Price For Bad Seat, Open Bar, Food: $1,899

My concern about the new (Naming Rights Available Here) College Football Playoff is anarchy. With a select fraternity of only 64 programs fighting for four semifinal slots, the politics will be underhanded and the cheating rampant. The NCAA enforcement arm is a wet noodle these days, not interested in anything but wrist slaps and wink-wink pardons, and the entire mechanism seems like an unprecedented money grab for ESPN, five power conferences and everyone but the players themselves.

A story I’ve been handed confirms all of that.

It says the cheapest premium seat for the new system’s first national title game, next January at Jerry Jones World, is $1,899. It gives you a seat in the corner of the stadium’s upper reaches — I’ve taken a tour up there, and you will need a high-resolution telescope to see game action — along with a $50 merchandise voucher, a full food menu and three hours of pre-game hospitality.
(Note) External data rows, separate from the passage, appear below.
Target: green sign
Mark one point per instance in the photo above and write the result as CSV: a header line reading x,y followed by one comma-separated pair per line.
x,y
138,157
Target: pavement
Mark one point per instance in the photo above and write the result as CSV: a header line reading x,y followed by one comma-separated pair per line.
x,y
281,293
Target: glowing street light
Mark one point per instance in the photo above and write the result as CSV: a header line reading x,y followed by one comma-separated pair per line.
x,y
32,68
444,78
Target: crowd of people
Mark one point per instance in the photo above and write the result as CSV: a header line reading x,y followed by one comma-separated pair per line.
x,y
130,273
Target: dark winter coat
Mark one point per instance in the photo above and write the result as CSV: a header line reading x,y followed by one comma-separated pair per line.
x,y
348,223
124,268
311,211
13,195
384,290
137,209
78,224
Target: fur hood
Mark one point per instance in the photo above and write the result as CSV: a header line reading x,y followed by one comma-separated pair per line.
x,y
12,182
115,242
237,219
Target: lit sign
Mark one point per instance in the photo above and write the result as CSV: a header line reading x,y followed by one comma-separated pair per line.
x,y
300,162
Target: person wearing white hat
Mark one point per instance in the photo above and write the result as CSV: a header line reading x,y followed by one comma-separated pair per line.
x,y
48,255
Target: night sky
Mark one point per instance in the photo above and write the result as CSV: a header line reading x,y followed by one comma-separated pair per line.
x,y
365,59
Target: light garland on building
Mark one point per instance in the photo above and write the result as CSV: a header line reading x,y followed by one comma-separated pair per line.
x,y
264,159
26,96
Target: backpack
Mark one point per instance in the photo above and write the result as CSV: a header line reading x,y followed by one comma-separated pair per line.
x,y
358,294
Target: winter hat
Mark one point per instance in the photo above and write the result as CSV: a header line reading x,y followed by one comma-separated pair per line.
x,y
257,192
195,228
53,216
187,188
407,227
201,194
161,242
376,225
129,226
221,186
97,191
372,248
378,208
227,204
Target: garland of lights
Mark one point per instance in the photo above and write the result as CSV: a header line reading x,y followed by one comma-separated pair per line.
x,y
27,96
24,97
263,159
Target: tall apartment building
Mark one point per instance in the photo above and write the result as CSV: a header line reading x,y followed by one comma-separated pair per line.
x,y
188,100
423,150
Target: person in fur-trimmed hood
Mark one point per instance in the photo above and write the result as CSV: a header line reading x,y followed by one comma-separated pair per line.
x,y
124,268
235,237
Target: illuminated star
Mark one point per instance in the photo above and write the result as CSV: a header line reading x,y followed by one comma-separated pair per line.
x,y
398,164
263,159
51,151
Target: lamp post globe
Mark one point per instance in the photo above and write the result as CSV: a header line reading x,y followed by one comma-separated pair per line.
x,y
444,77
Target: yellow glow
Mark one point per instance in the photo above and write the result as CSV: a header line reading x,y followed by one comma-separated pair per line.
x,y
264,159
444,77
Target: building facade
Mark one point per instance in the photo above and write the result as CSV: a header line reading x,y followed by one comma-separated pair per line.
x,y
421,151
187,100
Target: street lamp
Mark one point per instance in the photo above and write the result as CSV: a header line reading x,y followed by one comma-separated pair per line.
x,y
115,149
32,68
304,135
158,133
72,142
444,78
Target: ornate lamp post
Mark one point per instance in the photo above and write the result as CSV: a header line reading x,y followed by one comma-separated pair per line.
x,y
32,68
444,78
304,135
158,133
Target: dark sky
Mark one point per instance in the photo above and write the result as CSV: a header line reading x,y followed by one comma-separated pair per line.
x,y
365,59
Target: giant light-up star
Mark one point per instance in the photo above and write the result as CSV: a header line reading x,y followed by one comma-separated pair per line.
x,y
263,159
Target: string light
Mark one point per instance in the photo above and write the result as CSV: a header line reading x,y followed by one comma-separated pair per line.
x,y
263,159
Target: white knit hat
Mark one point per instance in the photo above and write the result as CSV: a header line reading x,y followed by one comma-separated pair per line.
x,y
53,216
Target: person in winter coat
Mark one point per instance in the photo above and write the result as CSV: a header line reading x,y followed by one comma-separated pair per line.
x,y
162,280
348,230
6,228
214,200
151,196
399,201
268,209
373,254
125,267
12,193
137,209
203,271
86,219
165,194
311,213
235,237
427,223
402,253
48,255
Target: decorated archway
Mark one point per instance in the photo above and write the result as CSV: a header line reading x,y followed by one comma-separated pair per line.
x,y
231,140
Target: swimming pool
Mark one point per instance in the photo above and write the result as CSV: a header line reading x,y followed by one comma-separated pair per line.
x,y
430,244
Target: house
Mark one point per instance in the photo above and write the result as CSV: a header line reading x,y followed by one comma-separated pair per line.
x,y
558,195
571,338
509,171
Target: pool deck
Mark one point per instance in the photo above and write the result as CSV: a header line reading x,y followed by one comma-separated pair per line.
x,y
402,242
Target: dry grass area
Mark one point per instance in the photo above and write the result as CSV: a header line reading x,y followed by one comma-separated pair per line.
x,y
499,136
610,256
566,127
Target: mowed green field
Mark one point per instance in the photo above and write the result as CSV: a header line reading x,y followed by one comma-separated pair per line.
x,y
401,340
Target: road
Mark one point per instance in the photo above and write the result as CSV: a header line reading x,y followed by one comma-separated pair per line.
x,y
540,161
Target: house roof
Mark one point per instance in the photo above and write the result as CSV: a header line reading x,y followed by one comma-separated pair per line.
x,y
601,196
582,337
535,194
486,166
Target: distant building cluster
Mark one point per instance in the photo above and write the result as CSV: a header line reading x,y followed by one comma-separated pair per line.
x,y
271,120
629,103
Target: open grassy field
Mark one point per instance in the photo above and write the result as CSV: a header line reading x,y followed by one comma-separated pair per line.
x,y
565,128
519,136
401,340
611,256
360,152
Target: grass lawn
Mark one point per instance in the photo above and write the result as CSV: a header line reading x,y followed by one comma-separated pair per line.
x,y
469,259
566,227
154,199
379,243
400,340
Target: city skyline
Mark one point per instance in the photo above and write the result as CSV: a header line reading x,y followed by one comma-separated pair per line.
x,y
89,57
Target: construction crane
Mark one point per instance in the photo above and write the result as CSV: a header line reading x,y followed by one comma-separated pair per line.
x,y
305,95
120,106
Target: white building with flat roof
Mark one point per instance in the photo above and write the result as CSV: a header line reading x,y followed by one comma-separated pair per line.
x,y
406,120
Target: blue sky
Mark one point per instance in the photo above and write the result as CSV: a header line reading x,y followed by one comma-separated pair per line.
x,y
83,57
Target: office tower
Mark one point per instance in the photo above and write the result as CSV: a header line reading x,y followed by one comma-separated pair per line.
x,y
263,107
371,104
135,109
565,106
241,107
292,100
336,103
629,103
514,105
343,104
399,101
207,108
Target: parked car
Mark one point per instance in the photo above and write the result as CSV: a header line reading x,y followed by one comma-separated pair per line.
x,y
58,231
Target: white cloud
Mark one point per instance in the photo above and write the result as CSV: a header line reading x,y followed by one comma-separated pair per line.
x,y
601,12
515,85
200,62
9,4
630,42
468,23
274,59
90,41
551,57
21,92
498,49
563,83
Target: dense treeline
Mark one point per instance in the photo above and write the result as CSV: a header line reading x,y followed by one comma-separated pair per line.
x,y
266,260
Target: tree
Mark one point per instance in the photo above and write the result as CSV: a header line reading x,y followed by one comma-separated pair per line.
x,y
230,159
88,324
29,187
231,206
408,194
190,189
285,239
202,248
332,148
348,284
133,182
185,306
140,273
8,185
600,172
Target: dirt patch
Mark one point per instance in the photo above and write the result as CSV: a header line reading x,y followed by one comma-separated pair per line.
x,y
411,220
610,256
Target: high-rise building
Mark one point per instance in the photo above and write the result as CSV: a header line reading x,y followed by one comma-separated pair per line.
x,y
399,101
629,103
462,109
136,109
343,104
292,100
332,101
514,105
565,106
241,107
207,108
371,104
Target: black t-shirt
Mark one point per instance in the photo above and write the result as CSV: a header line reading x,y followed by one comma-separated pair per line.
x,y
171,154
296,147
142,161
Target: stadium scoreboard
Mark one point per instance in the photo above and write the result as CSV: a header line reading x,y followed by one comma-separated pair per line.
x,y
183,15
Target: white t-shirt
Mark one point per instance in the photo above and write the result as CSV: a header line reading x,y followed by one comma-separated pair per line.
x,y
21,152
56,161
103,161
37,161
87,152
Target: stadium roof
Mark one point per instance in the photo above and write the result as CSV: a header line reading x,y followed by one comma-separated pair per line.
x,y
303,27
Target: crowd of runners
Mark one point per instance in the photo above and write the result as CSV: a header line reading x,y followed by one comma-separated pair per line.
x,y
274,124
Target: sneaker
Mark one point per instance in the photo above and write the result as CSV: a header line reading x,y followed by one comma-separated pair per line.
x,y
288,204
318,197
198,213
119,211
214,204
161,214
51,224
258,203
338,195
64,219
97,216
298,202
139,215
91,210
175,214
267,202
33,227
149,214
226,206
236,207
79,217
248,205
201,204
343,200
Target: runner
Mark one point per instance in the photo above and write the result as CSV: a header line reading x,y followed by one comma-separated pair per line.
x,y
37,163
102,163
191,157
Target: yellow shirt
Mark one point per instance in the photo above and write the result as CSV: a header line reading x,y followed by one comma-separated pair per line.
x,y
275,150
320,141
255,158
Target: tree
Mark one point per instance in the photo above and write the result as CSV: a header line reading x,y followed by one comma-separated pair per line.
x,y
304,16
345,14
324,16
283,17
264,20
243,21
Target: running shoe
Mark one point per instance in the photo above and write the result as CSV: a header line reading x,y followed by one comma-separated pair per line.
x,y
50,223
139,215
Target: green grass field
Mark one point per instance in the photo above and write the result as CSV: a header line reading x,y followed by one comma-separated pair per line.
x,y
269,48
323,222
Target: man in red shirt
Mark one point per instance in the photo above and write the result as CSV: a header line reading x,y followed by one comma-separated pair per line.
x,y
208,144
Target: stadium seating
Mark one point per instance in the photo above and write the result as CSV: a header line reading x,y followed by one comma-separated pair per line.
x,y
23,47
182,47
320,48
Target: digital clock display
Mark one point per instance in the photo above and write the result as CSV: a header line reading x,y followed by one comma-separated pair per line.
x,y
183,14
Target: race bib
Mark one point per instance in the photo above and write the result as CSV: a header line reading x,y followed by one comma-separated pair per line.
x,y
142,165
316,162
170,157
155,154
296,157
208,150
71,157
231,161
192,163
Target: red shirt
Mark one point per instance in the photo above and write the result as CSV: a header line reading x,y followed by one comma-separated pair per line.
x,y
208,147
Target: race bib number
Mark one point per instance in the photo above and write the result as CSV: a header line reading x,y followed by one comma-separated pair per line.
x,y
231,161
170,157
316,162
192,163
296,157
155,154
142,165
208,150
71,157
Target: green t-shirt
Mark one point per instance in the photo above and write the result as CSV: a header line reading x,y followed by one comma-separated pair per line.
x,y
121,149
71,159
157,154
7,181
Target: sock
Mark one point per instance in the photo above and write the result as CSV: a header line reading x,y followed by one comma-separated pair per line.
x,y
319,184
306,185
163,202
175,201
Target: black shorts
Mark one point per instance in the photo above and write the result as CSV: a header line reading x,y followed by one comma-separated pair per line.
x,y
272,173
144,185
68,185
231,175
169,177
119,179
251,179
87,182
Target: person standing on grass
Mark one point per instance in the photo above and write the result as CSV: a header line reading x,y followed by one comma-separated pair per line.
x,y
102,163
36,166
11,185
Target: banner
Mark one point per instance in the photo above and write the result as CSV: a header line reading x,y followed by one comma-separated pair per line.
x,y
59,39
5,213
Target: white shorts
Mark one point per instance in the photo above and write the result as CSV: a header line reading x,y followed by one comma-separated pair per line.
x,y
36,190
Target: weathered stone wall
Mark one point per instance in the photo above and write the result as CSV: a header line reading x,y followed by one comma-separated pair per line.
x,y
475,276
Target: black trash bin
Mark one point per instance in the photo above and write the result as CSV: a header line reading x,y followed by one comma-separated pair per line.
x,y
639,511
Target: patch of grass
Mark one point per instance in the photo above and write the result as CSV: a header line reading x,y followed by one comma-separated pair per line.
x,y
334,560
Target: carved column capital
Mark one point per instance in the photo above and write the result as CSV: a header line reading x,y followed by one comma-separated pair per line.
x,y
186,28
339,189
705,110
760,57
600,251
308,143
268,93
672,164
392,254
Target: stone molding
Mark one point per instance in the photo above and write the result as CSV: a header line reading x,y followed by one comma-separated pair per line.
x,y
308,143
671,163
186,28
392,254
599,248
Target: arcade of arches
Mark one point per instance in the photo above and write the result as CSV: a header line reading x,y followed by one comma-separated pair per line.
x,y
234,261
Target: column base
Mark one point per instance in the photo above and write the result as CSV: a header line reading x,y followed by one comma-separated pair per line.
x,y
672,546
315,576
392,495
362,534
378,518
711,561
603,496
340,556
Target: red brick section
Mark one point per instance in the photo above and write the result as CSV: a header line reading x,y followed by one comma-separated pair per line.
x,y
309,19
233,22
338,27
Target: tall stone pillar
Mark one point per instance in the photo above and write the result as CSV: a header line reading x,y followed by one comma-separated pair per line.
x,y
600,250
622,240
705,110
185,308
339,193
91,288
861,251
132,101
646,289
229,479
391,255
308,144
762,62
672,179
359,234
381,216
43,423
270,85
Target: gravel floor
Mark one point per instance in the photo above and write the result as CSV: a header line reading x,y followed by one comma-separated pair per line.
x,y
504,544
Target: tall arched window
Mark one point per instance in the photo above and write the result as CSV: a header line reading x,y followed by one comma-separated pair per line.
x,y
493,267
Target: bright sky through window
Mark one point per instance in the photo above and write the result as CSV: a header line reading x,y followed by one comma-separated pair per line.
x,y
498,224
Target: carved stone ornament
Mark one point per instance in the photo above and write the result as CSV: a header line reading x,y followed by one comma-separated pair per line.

I will assume they aren’t serving Sevruga caviar, Wagyu beef, mattake mushrooms and white alba truffles, but possibly a lukewarm hot dog and all the watered-down beer you can drink.

Eighteen hundred and ninety-nine dollars to watch a bunch of teens and twentysomethings running and tackling. And if you’d like to actually see the game, between the 20-yard lines, they’ll throw in a gift bag and post-game field access for $3,899. Need a hotel for three nights, too? Then you’re up to $5,000 a person.

A seat in a suite, no hotel? Four thousand bucks a seat. And you can’t put a sleeping bag in the suite.

If this is an example of the extreme price-gouging involved, well, shame on the university presidents who approved this farce and double-shame on ESPN for enabling the practices with its $8 billion investment in the CFB. So far, organizers haven’t announced the face-value prices for other seats, only saying 1,000 tickets will be for sale in a lottery. That’s all, 1,000? Doesn’t bode well for 99 percent of Obama’s America, much less college students who might want to see their teams play for a championship.

Of course, this is the future of professional sports. That is no slip — college football is a professional sport, and while players in major programs do receive the perks of expensive scholarships and luxurious facilities, they aren’t getting any of the big pie. These prices undoubtedly will refuel the paying-players argument, not that the kids have any alternative.

Everyone is priced out of the stadium experience except the rich, who generally are the ones bored in the best seats. For the privilege of dealing with the worst stadium traffic in America, an outrageously priced parking pass and the potential of sub-zero temperatures and/or a snowstorm, you can attend the New York City area’s first Super Bowl for no less than $2,000 per ticket, according to estimates this week.

Advice: Invest half that amount in a state-of-the-art TV.

Don’t feed the monster.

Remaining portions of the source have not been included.